The territory declared itself a Soviet republic in 1990, opposing any attempt by Moldova to become an independent state or to merge with Romania. When Moldova became independent the following year, Russia quickly inserted itself as a so-called “peacekeeping force” in Transnistria, sending troops in to back pro-Moscow separatists there.
This supposed “peacekeeping” presence, which has in practice seen the Kremlin prop up a puppet state that seeks to undermine Moldova’s sovereignty, has also mirrored Moscow’s pretext for invasions in Georgia and Ukraine.
Alarm bells in Moldova and the West grew louder following familiar refrains from the Kremlin that the rights of ethnic Russians were being violated in Transnistria – another argument used by Putin to justify his February 2022 invasion of Luhansk and Donetsk in eastern Ukraine, which contained two breakaway Russian-backed statelets.
In the context of the war today, the Russian-backed separatist enclave at the southwestern edge of the country could now present a potential bookend to any Russian assault westwards from Ukraine’s eastern Donbas region.

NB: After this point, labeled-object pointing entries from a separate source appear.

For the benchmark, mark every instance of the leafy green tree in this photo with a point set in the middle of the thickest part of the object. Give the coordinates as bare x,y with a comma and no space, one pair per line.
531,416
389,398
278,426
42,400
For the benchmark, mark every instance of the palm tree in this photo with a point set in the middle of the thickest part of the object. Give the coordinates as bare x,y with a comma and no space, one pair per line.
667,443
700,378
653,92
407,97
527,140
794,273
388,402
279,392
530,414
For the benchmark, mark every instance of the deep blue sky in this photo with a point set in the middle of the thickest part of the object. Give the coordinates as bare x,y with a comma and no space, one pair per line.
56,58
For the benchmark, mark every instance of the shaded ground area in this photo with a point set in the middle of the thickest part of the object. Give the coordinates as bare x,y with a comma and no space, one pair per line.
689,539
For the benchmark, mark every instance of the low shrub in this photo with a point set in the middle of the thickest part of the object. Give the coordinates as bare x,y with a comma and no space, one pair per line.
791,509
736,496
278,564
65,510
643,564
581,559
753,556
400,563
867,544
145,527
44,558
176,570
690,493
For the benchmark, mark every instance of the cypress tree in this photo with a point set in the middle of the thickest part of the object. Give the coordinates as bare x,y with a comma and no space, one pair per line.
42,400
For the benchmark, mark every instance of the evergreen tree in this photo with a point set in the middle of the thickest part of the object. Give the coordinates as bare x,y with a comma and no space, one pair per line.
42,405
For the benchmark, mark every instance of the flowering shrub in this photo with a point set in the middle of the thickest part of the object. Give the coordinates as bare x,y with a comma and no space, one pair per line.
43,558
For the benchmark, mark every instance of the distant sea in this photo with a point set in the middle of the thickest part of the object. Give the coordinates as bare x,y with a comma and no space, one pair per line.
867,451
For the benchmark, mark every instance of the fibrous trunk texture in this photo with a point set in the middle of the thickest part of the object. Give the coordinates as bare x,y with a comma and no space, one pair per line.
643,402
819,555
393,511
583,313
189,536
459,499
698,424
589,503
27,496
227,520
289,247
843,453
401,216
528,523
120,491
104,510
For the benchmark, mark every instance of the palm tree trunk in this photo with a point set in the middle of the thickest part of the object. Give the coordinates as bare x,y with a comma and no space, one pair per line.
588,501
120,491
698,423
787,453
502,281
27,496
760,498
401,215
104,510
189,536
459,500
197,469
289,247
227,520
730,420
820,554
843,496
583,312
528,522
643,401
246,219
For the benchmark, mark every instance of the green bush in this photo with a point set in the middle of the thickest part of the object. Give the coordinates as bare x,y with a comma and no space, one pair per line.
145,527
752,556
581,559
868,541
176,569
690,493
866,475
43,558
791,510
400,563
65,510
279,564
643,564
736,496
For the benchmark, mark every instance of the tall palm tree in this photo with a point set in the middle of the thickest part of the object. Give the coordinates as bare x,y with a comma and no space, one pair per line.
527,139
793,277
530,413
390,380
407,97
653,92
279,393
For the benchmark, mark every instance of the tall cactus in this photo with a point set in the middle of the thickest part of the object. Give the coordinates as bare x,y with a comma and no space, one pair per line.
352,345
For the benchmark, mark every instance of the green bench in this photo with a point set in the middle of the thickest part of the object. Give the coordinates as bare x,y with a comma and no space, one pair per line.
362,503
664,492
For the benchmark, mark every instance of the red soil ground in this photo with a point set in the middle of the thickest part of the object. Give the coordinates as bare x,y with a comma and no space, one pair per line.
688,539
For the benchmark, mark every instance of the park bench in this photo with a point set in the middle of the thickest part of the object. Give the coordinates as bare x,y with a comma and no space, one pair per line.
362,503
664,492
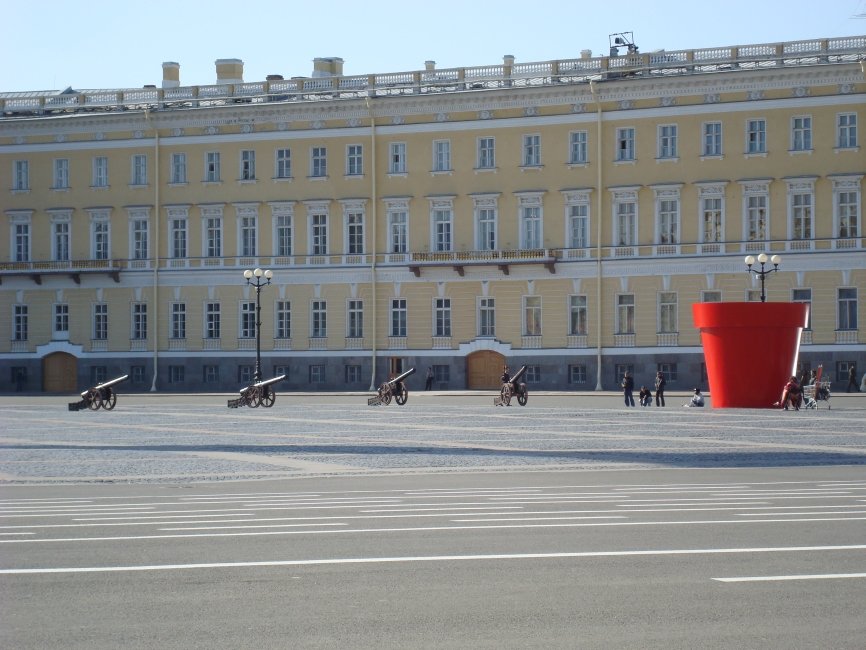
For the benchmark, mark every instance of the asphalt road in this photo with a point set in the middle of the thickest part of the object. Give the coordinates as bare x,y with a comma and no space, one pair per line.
447,523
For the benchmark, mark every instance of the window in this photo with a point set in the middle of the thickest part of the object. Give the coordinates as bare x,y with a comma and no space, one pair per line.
100,172
283,163
248,165
847,304
355,319
283,314
397,158
486,317
354,160
442,317
577,316
212,320
212,173
577,148
532,315
441,155
625,144
21,175
712,139
668,312
248,320
846,130
398,317
756,136
486,153
532,150
625,313
61,174
318,319
667,141
100,321
178,320
319,162
178,169
139,321
139,169
801,133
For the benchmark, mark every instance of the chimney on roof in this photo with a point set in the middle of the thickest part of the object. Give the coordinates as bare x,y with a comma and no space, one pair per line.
170,74
230,71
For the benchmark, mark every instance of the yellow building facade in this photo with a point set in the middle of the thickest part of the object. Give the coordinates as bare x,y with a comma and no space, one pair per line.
562,215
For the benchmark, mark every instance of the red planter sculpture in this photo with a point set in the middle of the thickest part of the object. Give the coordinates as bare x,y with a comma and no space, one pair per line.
750,348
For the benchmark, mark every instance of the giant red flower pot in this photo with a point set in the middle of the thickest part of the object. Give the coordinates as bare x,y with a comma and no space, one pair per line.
750,349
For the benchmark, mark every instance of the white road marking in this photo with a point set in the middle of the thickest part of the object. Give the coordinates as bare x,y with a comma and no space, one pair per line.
434,558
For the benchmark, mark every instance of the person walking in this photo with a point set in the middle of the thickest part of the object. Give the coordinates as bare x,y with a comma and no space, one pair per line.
628,388
660,388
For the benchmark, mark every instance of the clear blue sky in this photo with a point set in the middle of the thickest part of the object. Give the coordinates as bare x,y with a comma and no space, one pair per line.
52,44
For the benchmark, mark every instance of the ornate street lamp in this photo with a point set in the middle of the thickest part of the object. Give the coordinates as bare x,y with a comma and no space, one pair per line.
258,284
762,258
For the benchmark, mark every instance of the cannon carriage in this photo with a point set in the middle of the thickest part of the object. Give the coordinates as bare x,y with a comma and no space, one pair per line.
513,388
392,389
102,395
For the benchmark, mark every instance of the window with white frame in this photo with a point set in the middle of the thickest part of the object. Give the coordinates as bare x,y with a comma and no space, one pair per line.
441,155
668,322
577,315
442,317
756,136
625,144
711,139
486,317
486,153
283,164
532,315
99,177
319,162
801,133
577,148
398,317
397,158
846,130
532,150
354,160
625,313
667,141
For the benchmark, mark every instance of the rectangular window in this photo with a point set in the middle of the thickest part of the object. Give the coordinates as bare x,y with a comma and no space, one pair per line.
532,315
577,147
532,150
486,317
318,162
442,317
100,172
283,163
577,316
354,160
486,153
625,144
100,321
712,139
398,317
283,314
177,175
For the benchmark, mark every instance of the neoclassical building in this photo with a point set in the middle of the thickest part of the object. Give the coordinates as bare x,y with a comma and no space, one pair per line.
562,215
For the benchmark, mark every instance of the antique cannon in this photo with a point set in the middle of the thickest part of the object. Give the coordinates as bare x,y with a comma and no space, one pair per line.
511,388
392,388
257,394
103,395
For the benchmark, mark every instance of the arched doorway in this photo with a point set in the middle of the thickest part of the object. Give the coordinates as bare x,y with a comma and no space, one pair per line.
59,373
484,369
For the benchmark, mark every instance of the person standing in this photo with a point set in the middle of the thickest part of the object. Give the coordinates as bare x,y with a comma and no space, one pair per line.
628,388
660,388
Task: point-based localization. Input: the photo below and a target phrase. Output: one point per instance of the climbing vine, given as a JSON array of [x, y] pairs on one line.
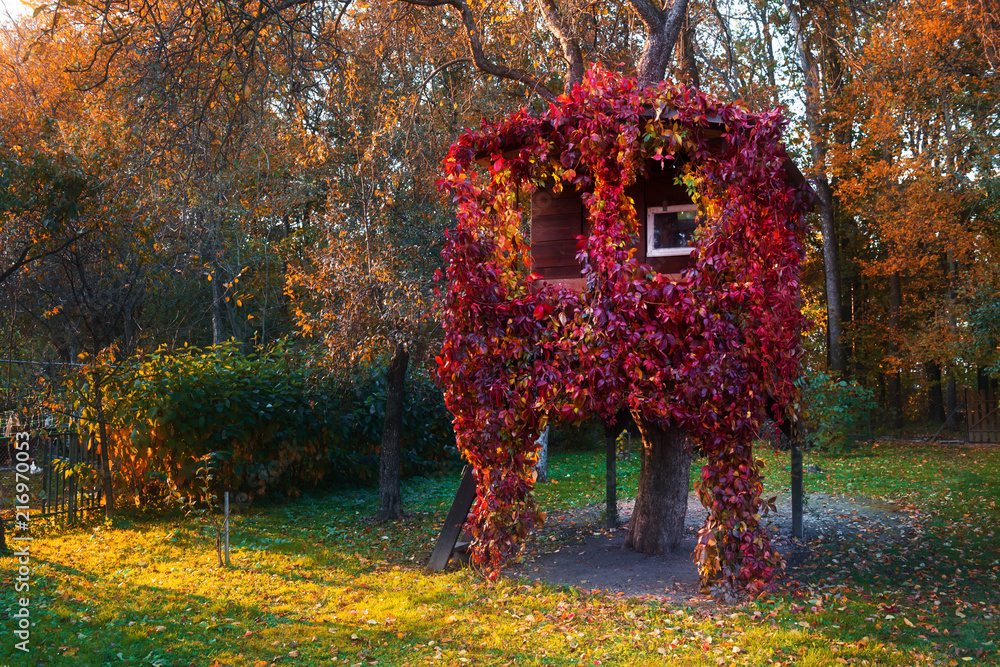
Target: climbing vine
[[704, 353]]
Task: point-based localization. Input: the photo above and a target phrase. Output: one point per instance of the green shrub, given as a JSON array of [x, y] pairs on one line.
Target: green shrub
[[833, 410], [282, 422]]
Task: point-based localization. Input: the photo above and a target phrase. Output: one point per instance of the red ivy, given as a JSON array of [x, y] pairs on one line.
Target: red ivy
[[702, 354]]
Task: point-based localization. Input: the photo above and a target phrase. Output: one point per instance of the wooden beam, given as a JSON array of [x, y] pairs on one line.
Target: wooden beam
[[454, 522]]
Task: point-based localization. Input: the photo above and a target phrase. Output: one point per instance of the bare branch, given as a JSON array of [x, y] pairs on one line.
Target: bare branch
[[662, 30], [570, 45], [483, 63]]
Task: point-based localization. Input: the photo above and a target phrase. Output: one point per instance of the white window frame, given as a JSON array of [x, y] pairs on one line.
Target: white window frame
[[665, 252]]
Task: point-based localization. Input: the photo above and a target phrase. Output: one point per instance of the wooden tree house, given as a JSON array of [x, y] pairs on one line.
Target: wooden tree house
[[667, 220]]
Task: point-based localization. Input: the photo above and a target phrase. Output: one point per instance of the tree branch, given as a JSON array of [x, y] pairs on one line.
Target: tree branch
[[662, 29], [483, 63], [570, 45]]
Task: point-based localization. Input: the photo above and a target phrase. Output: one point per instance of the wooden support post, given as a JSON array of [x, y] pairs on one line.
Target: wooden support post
[[797, 530], [453, 523], [227, 528], [611, 495]]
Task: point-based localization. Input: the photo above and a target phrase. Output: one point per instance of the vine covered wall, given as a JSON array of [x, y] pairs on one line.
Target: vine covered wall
[[706, 354]]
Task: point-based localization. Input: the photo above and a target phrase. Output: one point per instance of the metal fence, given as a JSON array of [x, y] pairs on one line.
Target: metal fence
[[63, 472], [982, 415]]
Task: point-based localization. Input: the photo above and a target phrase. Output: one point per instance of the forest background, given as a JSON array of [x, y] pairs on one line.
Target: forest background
[[220, 226]]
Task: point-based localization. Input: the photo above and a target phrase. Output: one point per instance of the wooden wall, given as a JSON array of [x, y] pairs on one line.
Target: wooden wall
[[557, 219]]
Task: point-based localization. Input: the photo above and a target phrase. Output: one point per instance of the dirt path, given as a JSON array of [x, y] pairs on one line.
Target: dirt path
[[593, 557]]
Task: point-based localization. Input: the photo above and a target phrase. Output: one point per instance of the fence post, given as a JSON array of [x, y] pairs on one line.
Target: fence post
[[226, 526]]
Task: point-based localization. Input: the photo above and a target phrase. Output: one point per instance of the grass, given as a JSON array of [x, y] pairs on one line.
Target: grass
[[314, 583]]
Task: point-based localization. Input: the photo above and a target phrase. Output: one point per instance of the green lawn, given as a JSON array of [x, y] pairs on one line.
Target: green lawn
[[313, 583]]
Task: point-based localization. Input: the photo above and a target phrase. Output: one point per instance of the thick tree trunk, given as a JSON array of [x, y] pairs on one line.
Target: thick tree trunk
[[836, 355], [390, 501], [662, 31], [951, 400], [657, 523], [894, 393]]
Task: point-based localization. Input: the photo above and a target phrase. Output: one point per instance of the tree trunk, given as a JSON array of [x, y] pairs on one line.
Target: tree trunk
[[935, 399], [836, 356], [542, 467], [216, 310], [390, 501], [894, 393], [102, 434], [611, 472], [951, 400], [657, 523]]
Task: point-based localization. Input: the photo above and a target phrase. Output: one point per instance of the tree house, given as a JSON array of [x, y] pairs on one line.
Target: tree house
[[667, 222]]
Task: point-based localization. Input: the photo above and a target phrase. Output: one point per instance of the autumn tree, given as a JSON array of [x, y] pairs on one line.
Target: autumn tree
[[362, 283], [921, 112]]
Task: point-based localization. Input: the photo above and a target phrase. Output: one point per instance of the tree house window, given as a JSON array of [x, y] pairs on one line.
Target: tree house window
[[670, 230]]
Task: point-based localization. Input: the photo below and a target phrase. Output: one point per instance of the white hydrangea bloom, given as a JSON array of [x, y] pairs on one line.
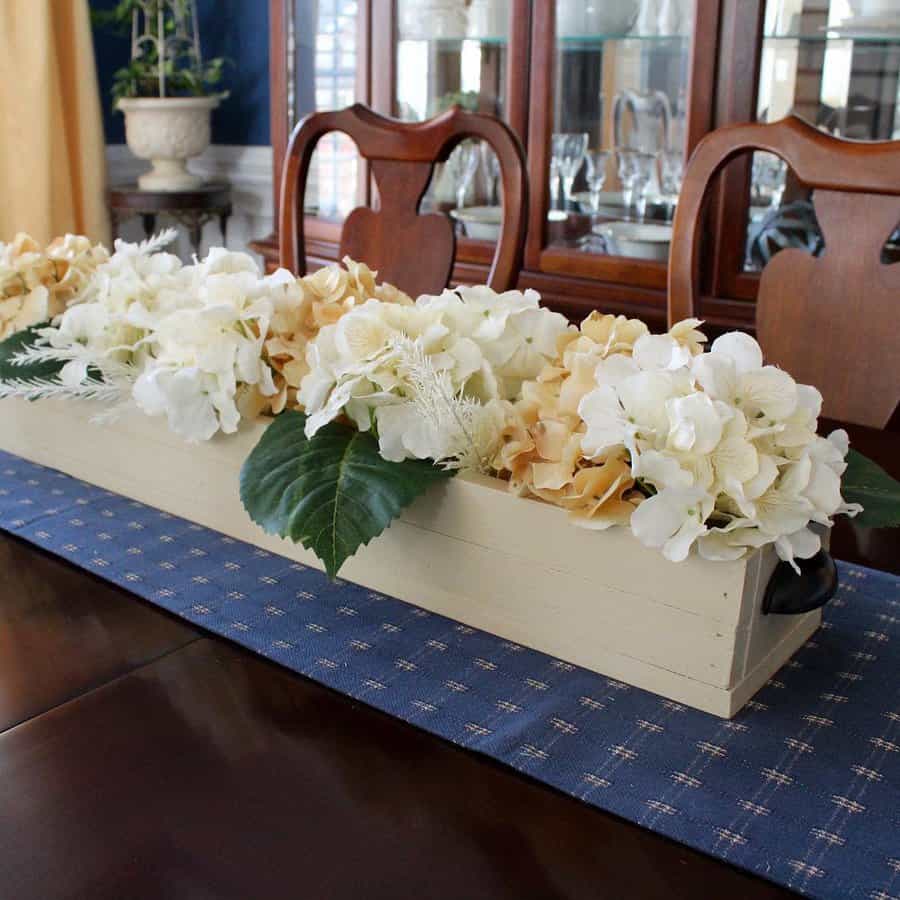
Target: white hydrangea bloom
[[472, 346], [725, 446]]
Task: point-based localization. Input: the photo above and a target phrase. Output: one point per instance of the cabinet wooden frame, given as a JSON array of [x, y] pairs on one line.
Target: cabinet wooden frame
[[723, 78]]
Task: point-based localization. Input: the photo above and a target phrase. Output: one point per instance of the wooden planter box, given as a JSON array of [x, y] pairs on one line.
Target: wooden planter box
[[691, 631]]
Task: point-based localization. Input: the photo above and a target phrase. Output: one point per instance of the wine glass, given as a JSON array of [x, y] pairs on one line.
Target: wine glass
[[671, 175], [554, 183], [769, 177], [568, 149], [491, 165], [462, 164], [636, 173], [596, 161]]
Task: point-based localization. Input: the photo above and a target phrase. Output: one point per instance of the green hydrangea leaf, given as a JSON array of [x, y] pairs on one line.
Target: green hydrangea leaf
[[333, 493], [866, 483], [18, 342]]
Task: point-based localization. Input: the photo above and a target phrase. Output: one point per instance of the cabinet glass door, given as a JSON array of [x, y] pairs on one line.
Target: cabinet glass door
[[836, 64], [323, 63], [617, 147], [455, 52]]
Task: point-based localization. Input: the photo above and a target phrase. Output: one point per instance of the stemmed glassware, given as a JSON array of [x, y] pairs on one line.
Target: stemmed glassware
[[596, 161], [769, 177], [492, 170], [568, 152], [462, 164], [671, 175], [636, 173]]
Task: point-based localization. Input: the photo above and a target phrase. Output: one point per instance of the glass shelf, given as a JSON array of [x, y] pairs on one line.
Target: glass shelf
[[596, 40], [835, 36], [455, 43]]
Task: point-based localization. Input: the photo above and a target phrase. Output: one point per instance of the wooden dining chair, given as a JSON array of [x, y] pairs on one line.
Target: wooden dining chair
[[831, 320], [412, 250]]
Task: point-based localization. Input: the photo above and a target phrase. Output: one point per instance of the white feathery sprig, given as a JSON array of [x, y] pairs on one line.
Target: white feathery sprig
[[158, 241], [469, 427], [44, 389]]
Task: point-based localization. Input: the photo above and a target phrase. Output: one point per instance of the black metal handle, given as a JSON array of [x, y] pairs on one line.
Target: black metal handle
[[788, 593]]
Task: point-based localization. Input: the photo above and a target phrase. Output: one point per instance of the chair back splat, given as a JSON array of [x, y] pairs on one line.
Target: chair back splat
[[411, 250]]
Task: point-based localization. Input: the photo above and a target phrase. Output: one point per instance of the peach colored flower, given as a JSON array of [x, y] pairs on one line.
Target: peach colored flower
[[314, 301], [597, 496], [37, 284]]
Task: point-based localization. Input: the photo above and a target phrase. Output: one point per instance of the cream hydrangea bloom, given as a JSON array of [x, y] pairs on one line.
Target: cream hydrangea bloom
[[37, 284], [312, 303]]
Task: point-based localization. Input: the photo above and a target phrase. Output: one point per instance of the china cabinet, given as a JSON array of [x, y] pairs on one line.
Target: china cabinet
[[609, 98]]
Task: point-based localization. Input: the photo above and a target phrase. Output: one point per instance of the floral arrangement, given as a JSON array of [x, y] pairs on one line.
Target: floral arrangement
[[376, 397]]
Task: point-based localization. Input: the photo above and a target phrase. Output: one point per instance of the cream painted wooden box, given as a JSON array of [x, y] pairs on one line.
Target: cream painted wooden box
[[469, 550]]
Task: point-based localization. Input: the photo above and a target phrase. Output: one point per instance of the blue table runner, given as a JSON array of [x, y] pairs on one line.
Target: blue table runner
[[802, 787]]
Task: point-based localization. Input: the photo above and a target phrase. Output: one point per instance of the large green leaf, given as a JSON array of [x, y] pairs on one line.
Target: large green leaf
[[867, 483], [332, 494], [18, 342]]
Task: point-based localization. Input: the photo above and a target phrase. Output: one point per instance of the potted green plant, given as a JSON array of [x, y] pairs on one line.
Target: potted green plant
[[167, 92]]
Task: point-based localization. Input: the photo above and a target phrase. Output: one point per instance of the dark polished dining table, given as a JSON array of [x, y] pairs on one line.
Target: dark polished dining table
[[143, 758]]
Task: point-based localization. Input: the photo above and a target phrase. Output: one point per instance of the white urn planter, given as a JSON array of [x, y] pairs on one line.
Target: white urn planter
[[168, 131]]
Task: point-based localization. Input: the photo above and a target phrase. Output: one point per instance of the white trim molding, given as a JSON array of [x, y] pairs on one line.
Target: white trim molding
[[247, 169]]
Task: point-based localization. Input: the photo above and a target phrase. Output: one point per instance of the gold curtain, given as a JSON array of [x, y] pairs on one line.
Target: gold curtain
[[52, 150]]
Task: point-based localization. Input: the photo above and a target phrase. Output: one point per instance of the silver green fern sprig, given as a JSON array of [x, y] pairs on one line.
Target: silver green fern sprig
[[45, 388], [469, 428]]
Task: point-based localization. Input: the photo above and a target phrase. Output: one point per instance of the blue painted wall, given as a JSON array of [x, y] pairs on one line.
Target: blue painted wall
[[237, 29]]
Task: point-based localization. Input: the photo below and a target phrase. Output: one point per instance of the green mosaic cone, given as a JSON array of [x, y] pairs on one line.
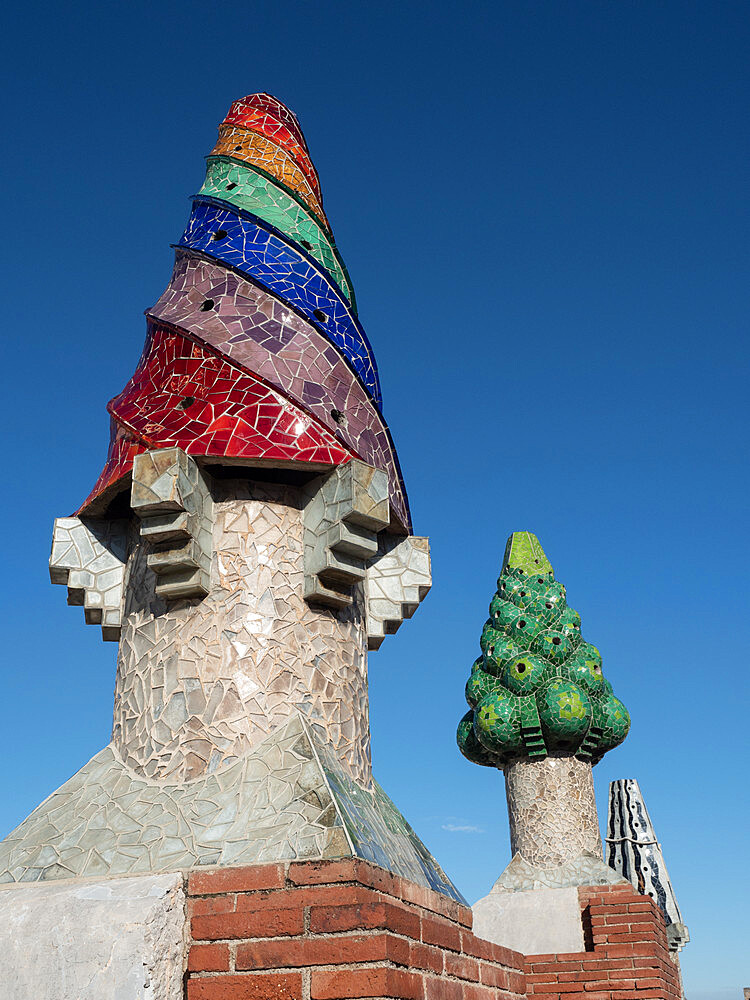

President Joe Biden will meet with Polish President Andrzej Duda during his trip next week to thank him for the military and humanitarian assistance Warsaw has provided to Ukraine, the White House said.
The president will also deliver remarks and meet with the Bucharest Nine, the group of Eastern flank NATO allies, John Kirby, the National Security Council coordinator for strategic communications, said.
The trip "comes at an important moment" as Russia's invasion of Ukraine reaches the one-year mark, Kirby said.
Biden meets with Duda on Tuesday morning.
"President Biden will thank President Duda and, in fact, the Polish people for the $3.8 billion in military and humanitarian assistance that they have provided to Ukraine over the past year. And for all the efforts that the Polish people have done to generously welcome more than one and a half million refugees from Ukraine," Kirby said.
During his meeting with leaders of the Bucharest Nine on Wednesday, Biden will "reaffirm the United States' unwavering support," according to Kirby.